PMML 4.1 - Transformation Dictionary and Derived Fields

At various places the mining models use simple functions in order to map user data to values that are easier to use in the specific model. For example, neural networks internally work with numbers, usually in the range from 0 to 1. Numeric input data are mapped to the range [0..1], and categorical fields are mapped to series of 0/1 indicators. Similarly, Naïve Bayes models internally map all input data to categorical values.

PMML defines various kinds of simple data transformations:

Normalization: map values to numbers, the input can be continuous or discrete.
Discretization: map continuous values to discrete values.
Value mapping: map discrete values to discrete values.
Functions: derive a value by applying a function to one or more parameters
Aggregation: summarize or collect groups of values, e.g., compute average.

The corresponding XML elements appear as content of a surrounding markup DerivedField, which provides a common element for the various mappings. They can also appear at several places in the definition of specific models such as neural network or Naïve Bayes models. Transformed fields have a name such that statistics and the model can refer to these fields.

The transformations in PMML do not cover the full set of preprocessing functions which may be needed to collect and prepare the data for mining. There are too many variations of preprocessing expressions. Instead, the PMML transformations represent expressions that are created automatically by a mining system. A typical example is the normalization of input values in neural networks.
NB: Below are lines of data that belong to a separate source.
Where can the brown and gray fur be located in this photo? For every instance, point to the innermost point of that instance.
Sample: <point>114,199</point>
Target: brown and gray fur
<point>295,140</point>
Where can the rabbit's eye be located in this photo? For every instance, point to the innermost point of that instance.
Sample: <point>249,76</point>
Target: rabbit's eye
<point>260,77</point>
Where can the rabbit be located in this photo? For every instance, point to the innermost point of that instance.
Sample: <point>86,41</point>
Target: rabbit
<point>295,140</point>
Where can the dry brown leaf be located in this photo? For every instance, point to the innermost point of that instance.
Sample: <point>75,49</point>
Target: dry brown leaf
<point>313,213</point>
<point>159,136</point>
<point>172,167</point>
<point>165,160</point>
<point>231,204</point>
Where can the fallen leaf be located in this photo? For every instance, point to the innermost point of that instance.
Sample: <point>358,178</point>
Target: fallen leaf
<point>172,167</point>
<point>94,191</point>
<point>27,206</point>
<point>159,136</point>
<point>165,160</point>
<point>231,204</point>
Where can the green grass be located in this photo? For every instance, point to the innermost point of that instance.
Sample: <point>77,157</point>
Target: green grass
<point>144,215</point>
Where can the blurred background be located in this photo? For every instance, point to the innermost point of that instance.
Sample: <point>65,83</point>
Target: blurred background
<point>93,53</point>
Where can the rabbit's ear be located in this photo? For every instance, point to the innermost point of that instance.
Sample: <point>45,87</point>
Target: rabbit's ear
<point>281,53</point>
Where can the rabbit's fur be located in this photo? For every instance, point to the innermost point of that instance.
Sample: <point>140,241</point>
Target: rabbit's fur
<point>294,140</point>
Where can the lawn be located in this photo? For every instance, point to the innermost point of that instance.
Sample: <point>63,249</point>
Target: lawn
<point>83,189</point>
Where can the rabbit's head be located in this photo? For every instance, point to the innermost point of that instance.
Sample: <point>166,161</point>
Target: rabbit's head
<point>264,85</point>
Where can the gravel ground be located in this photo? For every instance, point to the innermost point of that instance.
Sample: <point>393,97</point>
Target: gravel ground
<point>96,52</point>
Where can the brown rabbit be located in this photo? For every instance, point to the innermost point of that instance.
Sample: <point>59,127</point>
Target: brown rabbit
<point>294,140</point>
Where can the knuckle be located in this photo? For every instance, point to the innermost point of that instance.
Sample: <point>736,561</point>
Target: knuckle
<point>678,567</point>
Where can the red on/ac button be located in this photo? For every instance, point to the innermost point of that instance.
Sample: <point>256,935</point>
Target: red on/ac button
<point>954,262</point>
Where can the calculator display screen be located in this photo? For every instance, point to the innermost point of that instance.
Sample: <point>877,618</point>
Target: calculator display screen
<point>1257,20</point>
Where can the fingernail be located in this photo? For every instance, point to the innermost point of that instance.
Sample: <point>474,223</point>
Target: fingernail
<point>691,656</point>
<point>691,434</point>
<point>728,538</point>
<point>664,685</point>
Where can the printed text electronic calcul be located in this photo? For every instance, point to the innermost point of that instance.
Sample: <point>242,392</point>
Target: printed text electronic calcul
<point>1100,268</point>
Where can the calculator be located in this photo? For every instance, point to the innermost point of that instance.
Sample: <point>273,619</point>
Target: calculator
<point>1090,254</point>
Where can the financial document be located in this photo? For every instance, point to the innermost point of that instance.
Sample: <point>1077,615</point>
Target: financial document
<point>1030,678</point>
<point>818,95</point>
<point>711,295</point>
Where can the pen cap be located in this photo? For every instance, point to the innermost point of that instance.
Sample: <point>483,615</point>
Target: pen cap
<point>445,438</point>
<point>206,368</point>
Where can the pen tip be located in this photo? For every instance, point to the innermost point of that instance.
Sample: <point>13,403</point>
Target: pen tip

Similarly, a discretization might be constructed by a mining system that computes quantile ranges in order to transform skewed data.

<xs:group name="EXPRESSION">
  <xs:choice>
    <xs:element ref="Constant"/>
    <xs:element ref="FieldRef"/>
    <xs:element ref="NormContinuous"/>
    <xs:element ref="NormDiscrete"/>
    <xs:element ref="Discretize"/>
    <xs:element ref="MapValues"/>
    <xs:element ref="Apply"/>
    <xs:element ref="Aggregate"/>
  </xs:choice>
</xs:group>

<xs:element name="TransformationDictionary">
  <xs:complexType>
    <xs:sequence>
      <xs:element ref="Extension" minOccurs="0" maxOccurs="unbounded"/>
      <xs:element ref="DefineFunction" minOccurs="0" maxOccurs="unbounded"/>
      <xs:element ref="DerivedField" minOccurs="0" maxOccurs="unbounded"/>
    </xs:sequence>
  </xs:complexType>
</xs:element>

<xs:element name="LocalTransformations">
  <xs:complexType>
    <xs:sequence>
      <xs:element ref="Extension" minOccurs="0" maxOccurs="unbounded"/>
      <xs:element ref="DerivedField" minOccurs="0" maxOccurs="unbounded"/>
    </xs:sequence>
  </xs:complexType>
</xs:element>

<xs:element name="DerivedField">
  <xs:complexType>
    <xs:sequence>
      <xs:element ref="Extension" minOccurs="0" maxOccurs="unbounded"/>
      <xs:group ref="EXPRESSION"/>
      <xs:element ref="Value" minOccurs="0" maxOccurs="unbounded"/>
    </xs:sequence>
    <xs:attribute name="name" type="FIELD-NAME"/>
    <xs:attribute name="displayName" type="xs:string"/>
    <xs:attribute name="optype" type="OPTYPE" use="required"/>
    <xs:attribute name="dataType" type="DATATYPE" use="required"/>
  </xs:complexType>
</xs:element>

If a DerivedField is contained in TransformationDictionary or LocalTransformations, then the name attribute is required. For DerivedFields which are contained inline in models, name is optional.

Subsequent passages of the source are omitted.